I na jakie to kary skazał ją sąd, organ mający gwarantować bezpieczeństwo i sprawiedliwość obywatelską? 30 godzin przymusowych, bezpłatnych prac społecznych miesięcznie, przez trzy lata. To jest godzina dziennie, mniej w niektóre miesiące. Skazywanie na to kobiety, która przez całe życie zajmuje się działaniami społecznymi, opłacanymi w tym kraju słabo, albo wcale, to nie nauczka, to kpina.
Próba wykpienia wszystkiego, co ukarana sobą reprezentuje. Żałosna próba zadowolenia wszystkich stron jednocześnie.

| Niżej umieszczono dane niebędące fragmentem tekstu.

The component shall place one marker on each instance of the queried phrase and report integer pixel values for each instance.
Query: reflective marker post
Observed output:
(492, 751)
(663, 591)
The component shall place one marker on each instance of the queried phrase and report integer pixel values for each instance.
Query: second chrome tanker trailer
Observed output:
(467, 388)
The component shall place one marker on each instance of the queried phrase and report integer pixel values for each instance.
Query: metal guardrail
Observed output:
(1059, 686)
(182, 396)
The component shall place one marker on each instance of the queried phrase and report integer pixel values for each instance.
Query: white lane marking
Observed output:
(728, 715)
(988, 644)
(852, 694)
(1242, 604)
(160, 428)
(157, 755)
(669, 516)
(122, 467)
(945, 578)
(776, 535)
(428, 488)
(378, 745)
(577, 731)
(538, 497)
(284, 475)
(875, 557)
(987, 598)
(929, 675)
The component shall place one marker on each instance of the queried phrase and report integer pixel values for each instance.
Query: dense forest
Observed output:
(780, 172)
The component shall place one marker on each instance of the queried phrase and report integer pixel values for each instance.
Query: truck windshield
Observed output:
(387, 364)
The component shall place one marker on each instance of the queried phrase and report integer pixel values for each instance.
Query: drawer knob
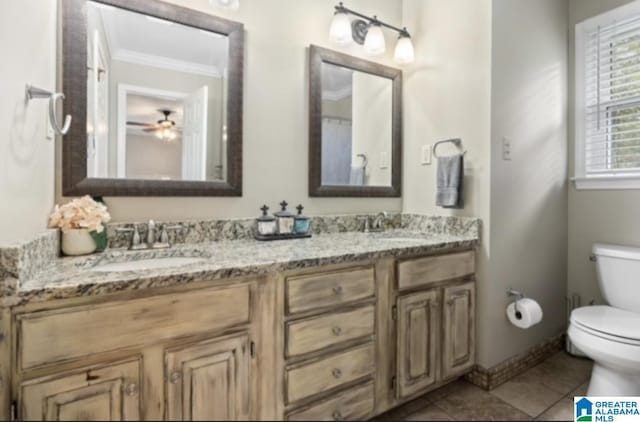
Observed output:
(175, 377)
(132, 389)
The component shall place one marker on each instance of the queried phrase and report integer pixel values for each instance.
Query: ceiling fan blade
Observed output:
(140, 124)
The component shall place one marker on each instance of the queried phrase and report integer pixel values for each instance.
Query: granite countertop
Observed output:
(73, 277)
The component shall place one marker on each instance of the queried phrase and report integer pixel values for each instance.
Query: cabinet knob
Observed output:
(175, 377)
(131, 389)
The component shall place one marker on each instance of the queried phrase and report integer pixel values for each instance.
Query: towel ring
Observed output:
(32, 92)
(456, 141)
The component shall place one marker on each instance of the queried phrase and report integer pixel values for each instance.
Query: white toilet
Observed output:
(610, 335)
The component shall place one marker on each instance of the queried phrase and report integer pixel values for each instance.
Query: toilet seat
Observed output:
(608, 323)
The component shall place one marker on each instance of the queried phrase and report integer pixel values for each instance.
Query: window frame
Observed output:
(582, 179)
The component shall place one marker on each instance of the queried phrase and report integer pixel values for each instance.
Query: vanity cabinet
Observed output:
(177, 355)
(346, 341)
(435, 321)
(109, 392)
(458, 343)
(209, 380)
(418, 323)
(329, 344)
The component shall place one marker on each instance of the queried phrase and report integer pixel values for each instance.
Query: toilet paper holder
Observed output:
(513, 293)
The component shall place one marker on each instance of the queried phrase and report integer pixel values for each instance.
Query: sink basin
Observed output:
(403, 240)
(146, 264)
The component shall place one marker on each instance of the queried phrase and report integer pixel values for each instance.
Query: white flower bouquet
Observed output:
(82, 224)
(80, 213)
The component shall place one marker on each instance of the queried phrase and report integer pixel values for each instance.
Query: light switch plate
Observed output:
(425, 155)
(384, 160)
(506, 148)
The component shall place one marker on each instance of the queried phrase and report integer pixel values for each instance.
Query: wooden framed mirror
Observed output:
(155, 91)
(355, 126)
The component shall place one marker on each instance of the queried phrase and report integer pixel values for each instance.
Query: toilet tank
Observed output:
(618, 270)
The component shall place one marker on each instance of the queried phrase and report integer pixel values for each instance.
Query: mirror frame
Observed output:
(317, 56)
(74, 144)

Tak naprawdę wielka kpina z Wysokiego Sądu i z państwa, w którym zapadł ten chlubny wyrok. To w końcu próba zastraszenia.
A Dorota? Dorota nie żyje. Umarła 24 maja Anno Domini 2023, zamordowana przez prawo polskie. Ostatnie dwie godziny swojego życia spędziła w szpitalu, z nogami w górze, żeby wody płodowe wróciły na swoje miejsce. Czekając, aż lekarze dostaną odpowiednią ilość poświadczeń o śmierci bezosobowego płodu, żeby odważyć się ratować Ją.
Nie żyje też Agnieszka, która również okazała się być drugorzędna wobec obumierającej w niej zbitki komórek. W ten sam sposób zginęła Izabela. Izabela z Pszczyny, Dorota z Nowego Targu, Agnieszka z Częstochowy. Te sprawy, te życia, te morderstwa stały się medialne, ale o ilu nie wiemy? Zachodzenie w ciąże w Polsce to sport ekstremalny.
Po Związku Radzieckim została pamięć w podręcznikach do historii o okrucieństwie i pamięć w starych słownikach, że Rewolucja to Imię Żeńskie. Co zostanie po Rzeczpospolitej Polskiej Prawa i Sprawiedliwości? Zapis w archiwach warszawskiego sądu o karze trzech lat, 30 godzin prac społecznych miesięcznie – za udzielenie pomocy, lista kobiet zamordowanych przez ten rząd, niepozwalający pomocy udzielać, pamięć o Justynie, która tej rebelii dokonała i pamięć o tym, że i Justyna i Rewolucja to imiona żeńskie.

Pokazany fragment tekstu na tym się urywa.